A ce stade-là, nous avions déjà monté les pignons. Petite particularité, il fallait déjà y fixer une demi-lune de bâche plastique. Pas de souci, ça craint rien. Il suffit de les attacher. Le technico-commercial ayant donné à François le feu vert, nous avions donc pris le parti d’avancer. Dernière surprise en date? Pas plus tard qu’il y a une semaine, mardi matin dernier, quand après une nuit bien ventée, nous avons eu la joie, que dis-je, la très grande joie de découvrir nos fameuses demi-lunes…complètement déchirées! C’est donc avec ravissement que nous avons du démonter les pignons et recommander des demi-lunes de bâche. Vous imaginez notre humeur et le baromètre de notre moral… Je me suis offert le luxe de me manger une des pièces du pignon en pleine tête et j’arbore donc une superbe bosse sur le front. Le pompon en somme!

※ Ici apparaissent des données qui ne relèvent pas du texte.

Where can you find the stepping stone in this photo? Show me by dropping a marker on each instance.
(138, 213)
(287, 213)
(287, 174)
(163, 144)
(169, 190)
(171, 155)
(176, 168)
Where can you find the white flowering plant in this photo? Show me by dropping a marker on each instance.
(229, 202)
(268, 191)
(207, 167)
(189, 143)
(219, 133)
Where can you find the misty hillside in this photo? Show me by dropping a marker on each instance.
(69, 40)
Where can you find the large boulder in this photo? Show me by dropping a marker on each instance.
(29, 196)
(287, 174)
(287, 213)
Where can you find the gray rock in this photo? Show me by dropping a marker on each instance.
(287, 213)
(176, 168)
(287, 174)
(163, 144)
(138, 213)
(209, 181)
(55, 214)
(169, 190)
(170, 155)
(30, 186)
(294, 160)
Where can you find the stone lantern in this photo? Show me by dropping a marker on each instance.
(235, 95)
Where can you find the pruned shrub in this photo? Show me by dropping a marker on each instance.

En conclusion, c’est acté, on en a ras la crêpe du montage de cette serre qui prend des airs de cauchemar… A l’heure actuelle, tout est vissé, les tranchées pour enterrer les bavettes sont faites, les rails pour clipser les plastiques posés. Bref, on attend donc les demi-lunes et la fameuse « fenêtre de beau temps » qui nous permettra de poser les plastiques et plus globalement d’oublier toutes les surprises que nous aura réservées Dame Richel…

Une chose est sûre, on ne compte pas se reconvertir dans le montage de serres!

 

4 réflexions au sujet de « Monter une serre, c’est loin d’être une sinécure! »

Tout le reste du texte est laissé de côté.